I opened my mouth to protest, but I couldn't. It was true. Intellectually, I knew Candy Crush was a purgatory disguised as a pastel-hued paradise. I knew the man with the monocle and handlebar moustache could not be trusted. I knew the snapping licorice and laser-shooting non-pareils were manipulating my neural signals to release gifts of dopamine in my brain, acting just like sugar from actual candy.

But I did not care. I was bewitched.

I Crushed first thing in the morning, my most productive jelly-clearing and ingredient-collecting time. I Crushed during breakfast, during lunch, intermittently during the day when I had writer's block. I Crushed while a passenger in the car, while waiting for my kids at school pickup, while cooking dinner, while the kids got ready for bed, once while sitting in bed with my younger son when he read to me, while hanging out with friends, and, of course, I Crushed at bedtime. 

I wish I could Crush right now, as I try to think of a compelling segue to how I already deleted the game once. I was on level 65 and felt powerless against the aggressive chocolate. So I removed it from my phone. But a few days later, I noticed that Candy Crush was also on our iPad. Oh, I'll just play until I get to the end of the free levels, I said to myself.

But when the Chocolate Mountains were before me, I ponied up the 99 cents to advance. It's only 99 cents. I won't buy extras, I'll just see if I can clear level 65. But I couldn't buy passage through the Chocolate Mountains because Michael had enabled restrictions on the iPad and he couldn’t remember the password.

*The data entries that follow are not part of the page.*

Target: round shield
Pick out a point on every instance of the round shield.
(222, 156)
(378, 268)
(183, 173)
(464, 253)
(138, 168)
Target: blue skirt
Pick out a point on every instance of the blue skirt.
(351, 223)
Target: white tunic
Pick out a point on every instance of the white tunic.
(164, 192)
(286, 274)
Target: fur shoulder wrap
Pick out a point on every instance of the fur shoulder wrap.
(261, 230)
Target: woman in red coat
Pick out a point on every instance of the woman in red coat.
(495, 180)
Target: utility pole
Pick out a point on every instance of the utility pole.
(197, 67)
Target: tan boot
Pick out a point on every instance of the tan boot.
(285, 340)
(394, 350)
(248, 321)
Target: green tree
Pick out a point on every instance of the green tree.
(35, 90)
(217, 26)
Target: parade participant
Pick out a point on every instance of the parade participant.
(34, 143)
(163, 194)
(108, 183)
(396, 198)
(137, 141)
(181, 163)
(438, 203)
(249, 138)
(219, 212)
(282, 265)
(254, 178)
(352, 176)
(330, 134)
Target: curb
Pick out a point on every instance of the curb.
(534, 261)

"Why do you need it?" he asked after my five failed password attempts.

"You don't want to know."

Then I fully relapsed. I re-downloaded it on my phone. Got to level 65. Beat it. And downward on a candy-cane striped spiral I slid. Somewhere in the Salty Canyon, with one jelly left on a level I couldn't beat, I bought extra moves. Then three lollipop hammers. Then three more lollipop hammers. And the Easter Extras Special for $4.99. Au revoir $40.

"You have to delete it," Lysa said.

"I can't. I'll cut back on my own." 

Yes. I know how that sounded. 

"You won't," Lysa said. "Trust me. It's for the best."

"But I didn't clear all the jelly!"

"Do it. Do it now."

I pushed down on the apps on the iPhone. They wiggled. But I couldn’t go through with it. 

"You do it," I told Lysa. I handed her my phone and closed my eyes. Candy Crush Saga and all of my progress was gone.

"Best birthday present ever!" Michael shouted.

When I told my kids, I wasn't prepared for Maxon's dramatic begging to put it back on my phone. Cue guilt over modeling inappropriate phone behavior.

"Why is this so upsetting for you?"

"Because we can't be Candy Crush buddies anymore."

Oh my. Candy Crush was something Maxon and I sometimes did together. He pointed out matches, the way to get four and five in a row. To him, it was a bonding experience. Was that bonding cheapened because it was over a silly video game? I don't think so. But there are more valuable ways to connect.

"We can be buddies another way," I suggested.

We talked a little about what he would like to share with me and soon the drama over Candy Crush evaporated. I took some solace in the fact that his reaction wasn't about the game itself, but about our relationship. I'll get used to a Candy Crush free life (one day at a time). And I can show our boys that there are more precious ways to spend our time than clearing all the jelly.